Questa distinzione, che si riscontra in modo simile quando si parla di razza, ha dunque come conseguenza proprio la minore osservabilità dei gesti di manutenzione della maschilità. Abbiamo tuttavia già visto che questa si presenta con determinate caratteristiche (tra cui l’identificazione con il lavoro, la sobrietà e la razionalità) e rispettivi correlativi oggettivi (completi, colori smorzati e così via) solo da un certo punto in poi della Storia, quindi non è naturalmente o in modo univoco come si presenta oggi, ma piuttosto frutto di una specifica cultura in cui viviamo e che detta la maschilità egemonica.

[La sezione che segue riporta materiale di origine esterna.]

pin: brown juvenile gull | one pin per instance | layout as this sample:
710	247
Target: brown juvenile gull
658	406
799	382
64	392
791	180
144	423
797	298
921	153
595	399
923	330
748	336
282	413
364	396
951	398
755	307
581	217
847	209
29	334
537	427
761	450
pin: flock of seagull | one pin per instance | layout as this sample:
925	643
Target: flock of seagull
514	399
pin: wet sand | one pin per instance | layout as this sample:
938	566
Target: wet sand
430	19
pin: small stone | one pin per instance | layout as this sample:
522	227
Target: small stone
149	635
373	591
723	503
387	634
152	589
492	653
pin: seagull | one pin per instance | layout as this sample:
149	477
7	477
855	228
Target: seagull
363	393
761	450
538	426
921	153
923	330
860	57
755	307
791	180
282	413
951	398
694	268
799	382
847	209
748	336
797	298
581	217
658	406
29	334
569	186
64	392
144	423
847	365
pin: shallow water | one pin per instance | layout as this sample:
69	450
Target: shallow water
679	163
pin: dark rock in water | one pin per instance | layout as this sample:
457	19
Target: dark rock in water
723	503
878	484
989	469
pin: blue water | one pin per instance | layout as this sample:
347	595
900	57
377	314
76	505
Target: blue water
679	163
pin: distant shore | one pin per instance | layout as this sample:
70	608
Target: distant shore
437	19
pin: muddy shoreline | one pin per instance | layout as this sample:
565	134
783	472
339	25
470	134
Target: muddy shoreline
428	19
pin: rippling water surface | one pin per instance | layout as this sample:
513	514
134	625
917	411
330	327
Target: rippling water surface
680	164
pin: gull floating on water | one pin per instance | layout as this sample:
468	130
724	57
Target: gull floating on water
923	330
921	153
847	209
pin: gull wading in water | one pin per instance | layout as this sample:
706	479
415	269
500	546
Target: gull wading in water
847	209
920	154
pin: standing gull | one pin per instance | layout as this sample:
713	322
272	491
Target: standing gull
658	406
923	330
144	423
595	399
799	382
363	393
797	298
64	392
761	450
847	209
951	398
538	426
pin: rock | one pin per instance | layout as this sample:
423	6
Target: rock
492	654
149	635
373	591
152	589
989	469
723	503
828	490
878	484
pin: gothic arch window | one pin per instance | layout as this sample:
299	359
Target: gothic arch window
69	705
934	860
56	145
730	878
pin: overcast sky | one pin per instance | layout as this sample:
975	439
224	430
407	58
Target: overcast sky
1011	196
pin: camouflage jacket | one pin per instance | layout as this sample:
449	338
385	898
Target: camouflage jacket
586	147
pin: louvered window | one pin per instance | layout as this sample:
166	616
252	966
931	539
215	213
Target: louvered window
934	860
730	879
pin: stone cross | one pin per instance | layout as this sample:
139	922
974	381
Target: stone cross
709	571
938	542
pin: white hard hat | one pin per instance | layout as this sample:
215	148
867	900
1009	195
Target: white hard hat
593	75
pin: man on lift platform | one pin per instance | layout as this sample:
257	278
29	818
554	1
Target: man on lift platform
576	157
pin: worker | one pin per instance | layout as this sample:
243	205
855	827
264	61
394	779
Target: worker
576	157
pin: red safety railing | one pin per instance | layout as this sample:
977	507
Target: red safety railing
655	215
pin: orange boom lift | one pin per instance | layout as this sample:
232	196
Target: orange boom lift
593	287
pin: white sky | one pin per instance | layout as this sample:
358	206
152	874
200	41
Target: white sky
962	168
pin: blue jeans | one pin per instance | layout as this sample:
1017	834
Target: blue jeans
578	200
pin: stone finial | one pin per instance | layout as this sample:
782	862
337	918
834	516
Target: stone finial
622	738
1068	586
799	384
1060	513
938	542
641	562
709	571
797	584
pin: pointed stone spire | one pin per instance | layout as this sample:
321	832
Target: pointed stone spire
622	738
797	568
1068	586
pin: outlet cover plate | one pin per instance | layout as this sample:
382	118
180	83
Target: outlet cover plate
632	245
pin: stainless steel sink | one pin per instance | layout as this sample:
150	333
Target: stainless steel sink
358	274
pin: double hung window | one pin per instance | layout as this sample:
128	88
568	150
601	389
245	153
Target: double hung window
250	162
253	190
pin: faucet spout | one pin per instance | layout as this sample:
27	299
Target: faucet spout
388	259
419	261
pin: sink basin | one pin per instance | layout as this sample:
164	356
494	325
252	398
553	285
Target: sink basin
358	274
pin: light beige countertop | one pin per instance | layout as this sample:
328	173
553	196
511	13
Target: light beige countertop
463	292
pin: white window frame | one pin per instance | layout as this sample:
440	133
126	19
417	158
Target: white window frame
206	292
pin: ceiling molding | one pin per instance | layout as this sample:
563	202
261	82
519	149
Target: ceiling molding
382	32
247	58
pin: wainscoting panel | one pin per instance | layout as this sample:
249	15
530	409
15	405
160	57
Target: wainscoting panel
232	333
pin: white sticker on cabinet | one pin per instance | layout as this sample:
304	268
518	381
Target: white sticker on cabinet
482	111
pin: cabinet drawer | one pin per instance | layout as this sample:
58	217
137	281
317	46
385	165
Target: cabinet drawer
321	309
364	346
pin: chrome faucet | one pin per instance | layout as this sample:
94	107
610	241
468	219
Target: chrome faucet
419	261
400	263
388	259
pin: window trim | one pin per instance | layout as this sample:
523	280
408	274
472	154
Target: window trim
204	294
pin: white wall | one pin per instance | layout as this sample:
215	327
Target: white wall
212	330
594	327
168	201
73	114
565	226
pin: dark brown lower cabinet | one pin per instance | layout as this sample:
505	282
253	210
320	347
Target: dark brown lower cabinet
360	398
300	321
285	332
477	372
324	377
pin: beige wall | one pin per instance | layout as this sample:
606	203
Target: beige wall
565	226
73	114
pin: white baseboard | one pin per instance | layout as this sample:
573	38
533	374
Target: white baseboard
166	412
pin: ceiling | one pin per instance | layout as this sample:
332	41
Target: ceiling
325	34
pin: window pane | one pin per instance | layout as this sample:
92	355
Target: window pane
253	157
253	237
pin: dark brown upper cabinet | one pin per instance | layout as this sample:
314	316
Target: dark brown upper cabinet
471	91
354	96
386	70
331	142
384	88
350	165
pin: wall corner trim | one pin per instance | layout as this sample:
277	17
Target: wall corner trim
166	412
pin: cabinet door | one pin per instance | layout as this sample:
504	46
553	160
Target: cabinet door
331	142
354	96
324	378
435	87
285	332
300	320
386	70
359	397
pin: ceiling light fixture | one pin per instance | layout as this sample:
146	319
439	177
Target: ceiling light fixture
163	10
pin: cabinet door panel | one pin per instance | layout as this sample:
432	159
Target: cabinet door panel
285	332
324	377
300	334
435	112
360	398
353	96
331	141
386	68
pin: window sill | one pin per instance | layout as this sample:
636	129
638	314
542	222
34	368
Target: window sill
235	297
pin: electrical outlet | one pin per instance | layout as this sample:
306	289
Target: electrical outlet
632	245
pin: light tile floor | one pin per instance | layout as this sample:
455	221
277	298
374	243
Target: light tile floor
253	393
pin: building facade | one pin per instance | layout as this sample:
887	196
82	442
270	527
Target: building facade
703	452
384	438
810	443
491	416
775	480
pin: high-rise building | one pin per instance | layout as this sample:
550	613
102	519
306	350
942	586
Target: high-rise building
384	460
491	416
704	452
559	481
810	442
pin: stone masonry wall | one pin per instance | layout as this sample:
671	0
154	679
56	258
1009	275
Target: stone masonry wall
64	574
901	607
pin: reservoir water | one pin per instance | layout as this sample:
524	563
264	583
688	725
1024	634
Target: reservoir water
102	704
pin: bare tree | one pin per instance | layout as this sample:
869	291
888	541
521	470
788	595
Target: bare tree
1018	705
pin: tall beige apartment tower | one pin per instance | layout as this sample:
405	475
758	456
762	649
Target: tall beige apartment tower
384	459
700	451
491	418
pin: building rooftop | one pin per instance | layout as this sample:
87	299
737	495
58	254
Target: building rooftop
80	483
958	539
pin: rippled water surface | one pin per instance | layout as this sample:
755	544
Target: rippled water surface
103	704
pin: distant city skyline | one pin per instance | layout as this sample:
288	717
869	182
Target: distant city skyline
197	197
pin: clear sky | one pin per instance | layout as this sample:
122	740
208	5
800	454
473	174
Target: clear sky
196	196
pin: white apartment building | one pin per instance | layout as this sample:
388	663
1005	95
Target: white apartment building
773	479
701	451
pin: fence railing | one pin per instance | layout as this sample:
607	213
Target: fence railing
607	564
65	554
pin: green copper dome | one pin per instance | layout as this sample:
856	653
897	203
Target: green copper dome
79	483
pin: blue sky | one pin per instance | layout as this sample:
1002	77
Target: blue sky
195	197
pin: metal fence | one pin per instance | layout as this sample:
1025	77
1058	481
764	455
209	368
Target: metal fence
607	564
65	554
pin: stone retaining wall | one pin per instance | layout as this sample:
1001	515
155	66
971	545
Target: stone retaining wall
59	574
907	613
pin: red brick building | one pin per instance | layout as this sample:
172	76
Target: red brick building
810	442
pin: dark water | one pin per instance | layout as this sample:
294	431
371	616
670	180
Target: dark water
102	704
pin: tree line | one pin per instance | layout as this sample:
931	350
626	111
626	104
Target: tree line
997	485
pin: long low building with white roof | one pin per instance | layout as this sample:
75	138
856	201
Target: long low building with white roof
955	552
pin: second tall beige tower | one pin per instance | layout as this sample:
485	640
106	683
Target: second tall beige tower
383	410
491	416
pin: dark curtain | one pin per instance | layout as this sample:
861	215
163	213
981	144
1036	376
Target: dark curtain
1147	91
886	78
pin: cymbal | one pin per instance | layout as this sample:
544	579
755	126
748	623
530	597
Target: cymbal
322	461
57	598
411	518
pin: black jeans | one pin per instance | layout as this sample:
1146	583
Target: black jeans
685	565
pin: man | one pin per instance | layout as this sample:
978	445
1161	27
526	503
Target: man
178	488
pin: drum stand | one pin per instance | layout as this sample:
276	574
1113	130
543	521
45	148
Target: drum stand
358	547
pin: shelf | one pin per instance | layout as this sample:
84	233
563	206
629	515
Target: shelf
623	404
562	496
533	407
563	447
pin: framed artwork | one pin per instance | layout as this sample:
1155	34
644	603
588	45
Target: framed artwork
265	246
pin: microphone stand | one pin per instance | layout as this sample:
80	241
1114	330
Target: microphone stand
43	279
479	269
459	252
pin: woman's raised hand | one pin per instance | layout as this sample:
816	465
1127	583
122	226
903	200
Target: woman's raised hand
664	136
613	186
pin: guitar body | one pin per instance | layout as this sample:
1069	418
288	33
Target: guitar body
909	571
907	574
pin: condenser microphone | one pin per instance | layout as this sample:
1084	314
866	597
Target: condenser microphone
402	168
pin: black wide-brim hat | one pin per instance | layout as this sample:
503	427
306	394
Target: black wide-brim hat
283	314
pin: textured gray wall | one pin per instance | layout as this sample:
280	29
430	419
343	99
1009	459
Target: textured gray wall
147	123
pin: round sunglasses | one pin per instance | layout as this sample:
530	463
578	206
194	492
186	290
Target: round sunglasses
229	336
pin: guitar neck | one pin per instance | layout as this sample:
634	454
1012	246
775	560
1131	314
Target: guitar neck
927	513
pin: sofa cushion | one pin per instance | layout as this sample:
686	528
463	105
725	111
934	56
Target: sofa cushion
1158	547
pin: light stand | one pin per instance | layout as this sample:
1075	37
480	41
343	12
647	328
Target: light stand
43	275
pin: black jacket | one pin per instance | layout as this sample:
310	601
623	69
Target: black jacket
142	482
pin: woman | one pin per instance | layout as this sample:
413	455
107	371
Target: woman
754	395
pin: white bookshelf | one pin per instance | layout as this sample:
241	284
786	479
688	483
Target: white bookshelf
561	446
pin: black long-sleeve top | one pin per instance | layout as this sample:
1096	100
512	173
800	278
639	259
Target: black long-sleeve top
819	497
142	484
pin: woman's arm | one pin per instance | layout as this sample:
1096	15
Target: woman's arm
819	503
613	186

Certo, su questa «imposizione» c’è molto da dire, perché è partecipata e non subita: si potrebbe sostenere che il genere è una competenza e un progetto, ma restiamo un attimo sulla sua rappresentazione.
[1] 1. American Film Institute, Quentin Tarantino On «The Black Suits Of Armor» In His Films, video YouTube, 11 giugno 2009: https://www.youtube.com/watch?v=3itY4UCM8vA
[2] Ciara Cremin, Man-Made Woman, cit., p. 72.
[3] «Lei è soltanto ciò che l’uomo decide che sia; così viene qualificata “il sesso”, intendendo che la donna appare essenzialmente al maschio un essere sessuato». Simone de Beauvoir, Il secondo sesso, cit., pp 21-22.
(continua in libreria…)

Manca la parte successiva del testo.